Lasciati per una volta il folk revival britannico, lo studio delle forme della canzone napoletana e la cultura di tradizionale orale, ma non la prospettiva provocatoria, originale con cui osserva il rapporto tra trasformazioni urbane e produzioni culturali, il musicologo, saggista e giornalista Giovanni Vacca, con scrittura nel contempo concettuale e comunicativa, delinea i contorni e scava nel vissuto di una personalità musicale ostica, forse perfino indefinibile, perché collocata oltre gli schemi e l’ufficialità del produrre dischi, del fare concerti e del ricavare i diritti d’autore dalle proprie opere. Parliamo di Gianfranco Marziano, cantautore salernitano, scrittore e fumettista, compositore e polistrumentista poco più che cinquantenne, diventato fenomeno di culto malgrado sé stesso. Voce acuminata e sgraziata di chitarrista di talento, le cui liriche creativamente ‘mostruose’ (nel senso etimologico della parola), estreme e scurrili osano dove neppure il filone rock demenziale o gli epigoni del folklorismo cabarettistico locale si sono spinti (ai quali è stato superficialmente associato): pensiamo alla bestemmia, con cui l’eversivo Marziano infrange il massimo tabu dell’ipocrita comune sentire italico. Nei sedici sipari aperti sul pastiche artistico ed emozionale di Marziano, Vacca viviseziona l’opera dell’irriducibile performer salernitano, dalle sue prime canzoni prodotte agli inizi degli anni Novanta del secolo scorso (diffuse su audiocassetta) a quelle dell’epoca dei CD (rigorosamente masterizzati), di “Internèt” e di Youtube, dalle poesie in forma di haiku fino ai racconti e ai lunghi monologhi, dall’humus sociale del Mercatello (il quartiere da cui proviene e in cui è cresciuto) al suo immaginario, che si esprimono in svariate forme d’arte. Quello di Marziano è, dunque, un repertorio enorme e vorticoso, sbrigativamente individuato come trash, quando, piuttosto, è parodia consapevole.

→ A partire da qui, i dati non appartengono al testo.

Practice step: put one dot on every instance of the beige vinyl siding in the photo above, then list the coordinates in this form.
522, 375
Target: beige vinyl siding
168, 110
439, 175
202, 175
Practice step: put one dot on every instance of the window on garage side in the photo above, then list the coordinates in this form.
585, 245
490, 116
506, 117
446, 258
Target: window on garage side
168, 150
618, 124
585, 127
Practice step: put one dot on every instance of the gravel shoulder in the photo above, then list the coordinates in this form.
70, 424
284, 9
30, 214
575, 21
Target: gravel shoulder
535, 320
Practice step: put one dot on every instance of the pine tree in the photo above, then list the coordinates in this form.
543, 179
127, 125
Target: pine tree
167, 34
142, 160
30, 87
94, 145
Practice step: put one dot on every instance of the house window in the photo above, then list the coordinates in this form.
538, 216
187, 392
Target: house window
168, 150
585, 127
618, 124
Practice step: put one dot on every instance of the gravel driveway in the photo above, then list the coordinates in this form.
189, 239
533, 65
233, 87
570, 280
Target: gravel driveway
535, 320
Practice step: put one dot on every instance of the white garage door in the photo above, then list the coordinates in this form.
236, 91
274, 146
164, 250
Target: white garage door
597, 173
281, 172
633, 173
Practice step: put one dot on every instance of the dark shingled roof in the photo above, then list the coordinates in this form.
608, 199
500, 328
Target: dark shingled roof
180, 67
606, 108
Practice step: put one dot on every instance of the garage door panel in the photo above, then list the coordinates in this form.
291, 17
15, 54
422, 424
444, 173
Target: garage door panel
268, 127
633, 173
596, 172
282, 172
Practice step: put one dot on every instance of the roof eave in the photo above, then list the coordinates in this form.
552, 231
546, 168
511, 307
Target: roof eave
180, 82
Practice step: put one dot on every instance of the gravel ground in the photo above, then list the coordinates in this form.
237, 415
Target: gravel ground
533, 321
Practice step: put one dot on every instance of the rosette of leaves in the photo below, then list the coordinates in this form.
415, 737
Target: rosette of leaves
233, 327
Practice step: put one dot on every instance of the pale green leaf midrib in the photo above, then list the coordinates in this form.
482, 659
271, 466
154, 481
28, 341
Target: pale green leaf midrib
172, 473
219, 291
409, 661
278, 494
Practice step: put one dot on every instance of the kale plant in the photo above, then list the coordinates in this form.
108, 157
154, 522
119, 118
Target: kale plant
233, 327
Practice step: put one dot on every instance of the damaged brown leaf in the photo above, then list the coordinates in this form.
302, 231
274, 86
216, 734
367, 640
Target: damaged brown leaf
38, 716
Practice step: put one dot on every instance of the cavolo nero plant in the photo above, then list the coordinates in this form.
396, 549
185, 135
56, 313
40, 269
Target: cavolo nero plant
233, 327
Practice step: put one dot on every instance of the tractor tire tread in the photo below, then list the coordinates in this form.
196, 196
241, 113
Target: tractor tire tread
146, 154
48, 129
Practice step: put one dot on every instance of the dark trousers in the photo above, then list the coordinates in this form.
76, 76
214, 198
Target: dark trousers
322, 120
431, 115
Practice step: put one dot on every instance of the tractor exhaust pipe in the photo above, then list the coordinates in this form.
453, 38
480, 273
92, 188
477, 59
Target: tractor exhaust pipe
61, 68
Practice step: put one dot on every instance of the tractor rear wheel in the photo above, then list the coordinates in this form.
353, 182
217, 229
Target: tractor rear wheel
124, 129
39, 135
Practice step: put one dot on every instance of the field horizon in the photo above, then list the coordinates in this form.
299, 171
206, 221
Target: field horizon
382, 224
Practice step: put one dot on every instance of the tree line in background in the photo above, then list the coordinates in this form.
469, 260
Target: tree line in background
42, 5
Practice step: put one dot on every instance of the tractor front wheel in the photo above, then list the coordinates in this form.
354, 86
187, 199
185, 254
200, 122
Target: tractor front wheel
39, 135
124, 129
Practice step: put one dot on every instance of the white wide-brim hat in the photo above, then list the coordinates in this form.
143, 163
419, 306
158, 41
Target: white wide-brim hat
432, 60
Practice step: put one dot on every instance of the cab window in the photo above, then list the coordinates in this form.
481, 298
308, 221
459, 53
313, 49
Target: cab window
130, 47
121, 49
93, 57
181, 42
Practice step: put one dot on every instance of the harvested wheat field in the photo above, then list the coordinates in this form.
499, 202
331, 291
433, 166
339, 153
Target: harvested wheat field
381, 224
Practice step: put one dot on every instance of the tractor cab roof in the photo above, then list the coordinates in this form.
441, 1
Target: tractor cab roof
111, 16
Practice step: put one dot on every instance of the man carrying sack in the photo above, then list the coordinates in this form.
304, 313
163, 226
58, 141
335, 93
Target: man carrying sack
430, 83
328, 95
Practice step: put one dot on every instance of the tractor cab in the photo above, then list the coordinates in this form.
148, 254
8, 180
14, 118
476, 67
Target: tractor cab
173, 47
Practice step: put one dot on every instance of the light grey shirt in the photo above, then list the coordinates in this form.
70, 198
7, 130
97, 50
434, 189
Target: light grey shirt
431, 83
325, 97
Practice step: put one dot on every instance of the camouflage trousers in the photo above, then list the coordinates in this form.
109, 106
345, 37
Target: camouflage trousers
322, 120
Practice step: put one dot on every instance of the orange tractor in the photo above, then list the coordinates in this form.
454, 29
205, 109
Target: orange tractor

Vacca lo descrive e lo esplora seguendo una chiave interpretativa che attinge alla filosofia e all’estetica, portando il lettore dentro l’universo di “Janfranco”, spiegando «il basso con l’alto» – come ha sottolineato – svelandone lo spessore e liberando dall’opacità dei luoghi comuni la personalità di un musicista visionario: «Dietro la volgarità o il turpiloquio ci sono analisi profondissime e universali», rileva ancora Vacca. In definitiva, il Faraone salernitano è un artista creativo e poliedrico da non ignorare.